By Brian German
Some Sonoma winegrowers were resilient in their commitment to finish the season, working to get the remainder of vineyards harvested even after the Kincade Fire broke out last week. President of the Sonoma County Winegrowers, Karissa Kruse noted that growers were about 92 percent of the way through harvest when the fire initially broke out on October 23.
“We did see a big push on Thursday, Friday and into early Saturday morning to get as many grapes off that were ready as possible. So, I think we got another three percent off the vine in that two and a half-day push around the county,” said Kruse. “Once we went into evacuation mode on Saturday, it’s been a pretty hard stop for most of the county.”

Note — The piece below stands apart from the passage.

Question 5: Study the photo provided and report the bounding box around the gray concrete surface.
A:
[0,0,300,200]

Working with the county Ag Commissioner and the Sheriff’s office, many growers were able to back get into their vineyards to harvest their remaining crops in areas that were safe. Allied Grape Growers confirmed that the majority of their Sonoma winegrowers had finished picking their crops. Even after the fire started some people were able to power through the end of their harvest. One grower reported that although they were able to finish picking the fruit, they ran into an issue during delivery as the winery was without power and a way to dump the truck. However, not all the grapes in the region were able to be harvested despite the best efforts of winegrowers.
“Some growers probably won’t even harvest; part of that will be driven on whether they can even safely get in there or whether they would want to take a crew into areas where there would be an impact,” said Kruse. “Again, we’re so fortunate at this point we have less than five percent of the grapes left on the vine, so overall impact to the ’19 vintage is really, really small.”
While Kruse noted that it is still relatively early to provide detailed information on the type of impact the fire has had on the wine industry, there have been multiple reports of damage to several operations. The historic buildings of Soda Rock Winery suffered significant fire damage, essentially destroying some of the structures that were more than 100 years old. Structures belonging to Field Stone Winery also suffered varying degrees of damage.
First responders from several different departments are working to control the fire while multiple agencies including the California Department of Food and Agriculture (CDFA) are working to provide relief and assistance to those affected.
“We oversee fairgrounds and fairgrounds are a vital component of safe evacuation shelters for people and their animals,” said CDFA Secretary Karen Ross. “That’s become a critical component that only fairgrounds are equipped to deal with. Then we also coordinate with all the local animal control officers to make sure that we’re getting those animals removed and into a safe place and if they need veterinary care and medical supplies.”